Crate crabka_remote_storage 

Source
Expand description

KIP-405 tiered-storage SPI and reference implementations for Crabka.

This crate is the foundation layer for Crabka’s tiered storage: it defines the two plugin SPIs and the data model exchanged across them, and ships the two reference implementations that the rest of the tiered-storage stack is built and tested against. It mirrors the shapes of Apache Kafka’s storage-api module (org.apache.kafka.server.log.remote.storage).

§What this crate provides

§Boundary with the broker

This crate is the SPI and reference-implementation layer.
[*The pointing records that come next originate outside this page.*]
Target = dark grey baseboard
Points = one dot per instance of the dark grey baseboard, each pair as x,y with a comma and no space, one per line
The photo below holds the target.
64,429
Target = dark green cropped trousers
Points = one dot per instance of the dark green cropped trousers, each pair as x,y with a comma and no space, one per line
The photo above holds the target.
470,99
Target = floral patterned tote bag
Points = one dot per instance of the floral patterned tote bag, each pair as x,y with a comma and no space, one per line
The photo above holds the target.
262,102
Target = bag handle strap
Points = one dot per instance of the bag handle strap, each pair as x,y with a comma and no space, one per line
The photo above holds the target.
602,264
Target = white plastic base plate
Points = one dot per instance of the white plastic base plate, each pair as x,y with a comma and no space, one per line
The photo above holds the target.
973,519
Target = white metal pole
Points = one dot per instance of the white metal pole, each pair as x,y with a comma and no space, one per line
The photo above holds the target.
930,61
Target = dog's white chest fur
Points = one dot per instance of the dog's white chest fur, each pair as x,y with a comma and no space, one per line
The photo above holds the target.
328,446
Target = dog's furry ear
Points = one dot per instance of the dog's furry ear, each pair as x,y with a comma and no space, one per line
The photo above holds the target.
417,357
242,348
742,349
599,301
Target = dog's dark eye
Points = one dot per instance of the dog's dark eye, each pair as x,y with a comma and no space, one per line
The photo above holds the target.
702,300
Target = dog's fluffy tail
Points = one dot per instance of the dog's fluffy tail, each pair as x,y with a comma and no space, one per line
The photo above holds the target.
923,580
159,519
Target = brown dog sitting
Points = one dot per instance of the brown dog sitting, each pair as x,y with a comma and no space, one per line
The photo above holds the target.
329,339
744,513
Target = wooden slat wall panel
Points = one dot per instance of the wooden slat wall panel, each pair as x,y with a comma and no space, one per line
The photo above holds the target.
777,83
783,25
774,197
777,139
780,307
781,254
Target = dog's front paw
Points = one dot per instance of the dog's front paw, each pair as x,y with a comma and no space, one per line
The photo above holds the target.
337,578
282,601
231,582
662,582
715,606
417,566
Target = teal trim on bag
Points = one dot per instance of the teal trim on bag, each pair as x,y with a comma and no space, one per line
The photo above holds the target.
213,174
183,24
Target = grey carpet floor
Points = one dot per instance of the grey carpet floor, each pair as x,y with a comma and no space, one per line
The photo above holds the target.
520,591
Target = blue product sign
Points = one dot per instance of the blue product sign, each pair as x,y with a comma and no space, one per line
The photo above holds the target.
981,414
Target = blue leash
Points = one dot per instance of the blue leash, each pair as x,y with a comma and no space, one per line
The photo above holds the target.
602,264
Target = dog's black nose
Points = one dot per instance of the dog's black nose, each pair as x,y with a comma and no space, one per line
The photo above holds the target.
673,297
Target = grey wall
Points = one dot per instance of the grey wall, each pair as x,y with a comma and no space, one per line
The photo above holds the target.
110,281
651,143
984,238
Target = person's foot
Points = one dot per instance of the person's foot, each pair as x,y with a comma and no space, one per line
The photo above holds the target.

Broker-specific behavior such as segment-copy scheduling, Fetch remote reads, local-vs-remote retention policy, and topic config parsing lives in the broker.

The SPIs are intentionally synchronous — they mirror Kafka’s blocking RemoteStorageManager / RemoteLogMetadataManager, which the broker drives from a thread pool (the broker wraps calls in spawn_blocking). Keeping them sync keeps this crate free of the async runtime.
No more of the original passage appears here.